⅓ cup (75 mL) sliced almonds, toasted


Instructions

  1. Heat oil over medium-high heat in a large nonstick skillet. Cook vegetables, stirring often, for about 10 minutes or until starting to thaw.
  2. Add Big Batch Calcium-Boosted Beef mixture, hoisin and soy sauce; cook, stirring, for 5 minutes or until beef and vegetables are heated through.
  3. Divide rice between serving bowls and top with stir-fry. Sprinkle with almonds.

Per Serving (1/4 recipe): 560 calories, 23g fat, 7g saturated fat, 65mg cholesterol, 780mg sodium, 56g carbs, 7g fibre, 10g sugars, 31g protein, vitamin A 3%, vitamin C 31%, vitamin D ≥2%, calcium 18%, iron 17%.

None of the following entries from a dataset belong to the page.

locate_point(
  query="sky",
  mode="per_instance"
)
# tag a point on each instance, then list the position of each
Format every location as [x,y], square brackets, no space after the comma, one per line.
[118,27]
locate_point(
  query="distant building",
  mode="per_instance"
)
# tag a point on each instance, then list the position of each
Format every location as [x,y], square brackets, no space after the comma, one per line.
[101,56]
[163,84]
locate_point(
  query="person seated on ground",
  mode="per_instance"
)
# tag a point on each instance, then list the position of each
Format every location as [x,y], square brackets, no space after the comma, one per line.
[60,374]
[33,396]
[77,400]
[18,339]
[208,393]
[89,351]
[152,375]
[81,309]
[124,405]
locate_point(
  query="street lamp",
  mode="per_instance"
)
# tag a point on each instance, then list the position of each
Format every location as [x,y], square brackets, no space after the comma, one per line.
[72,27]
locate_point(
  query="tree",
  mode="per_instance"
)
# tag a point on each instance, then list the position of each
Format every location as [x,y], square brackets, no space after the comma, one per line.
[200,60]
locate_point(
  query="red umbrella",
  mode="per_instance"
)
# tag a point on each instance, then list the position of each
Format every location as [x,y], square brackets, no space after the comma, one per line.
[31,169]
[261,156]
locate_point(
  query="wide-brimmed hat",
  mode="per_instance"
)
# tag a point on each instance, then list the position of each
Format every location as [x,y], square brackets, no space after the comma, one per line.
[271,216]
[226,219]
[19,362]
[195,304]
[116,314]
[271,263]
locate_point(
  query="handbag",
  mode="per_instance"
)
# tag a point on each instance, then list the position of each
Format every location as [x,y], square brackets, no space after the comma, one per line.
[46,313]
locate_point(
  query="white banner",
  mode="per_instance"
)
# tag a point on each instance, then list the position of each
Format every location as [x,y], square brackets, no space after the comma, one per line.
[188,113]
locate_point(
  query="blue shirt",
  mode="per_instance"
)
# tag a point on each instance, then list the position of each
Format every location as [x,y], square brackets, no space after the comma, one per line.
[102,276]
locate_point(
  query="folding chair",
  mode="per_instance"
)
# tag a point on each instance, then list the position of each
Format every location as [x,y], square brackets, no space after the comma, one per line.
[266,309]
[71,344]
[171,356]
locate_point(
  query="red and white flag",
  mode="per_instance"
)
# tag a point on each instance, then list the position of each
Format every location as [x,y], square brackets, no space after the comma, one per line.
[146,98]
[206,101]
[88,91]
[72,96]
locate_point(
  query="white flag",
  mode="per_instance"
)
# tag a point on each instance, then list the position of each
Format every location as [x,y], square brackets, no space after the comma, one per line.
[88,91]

*Calcium = 175 mg per serving


Notes

Omit almonds and use a sprinkle of sesame seeds instead, if desired.

To toast almonds, place sliced almonds in small dry skillet and toast over medium heat, stirring constantly, for about 3 minutes or until golden and fragrant. Transfer to a bowl immediately and let cool.

If you have fresh veggies you want to use for this stir-fry, a great combination would be broccoli, green beans, sweet red pepper and sugar snap peas. You will need 6 cups (1.5 L) chopped or pieces; cook until barely tender-crisp before adding the beef.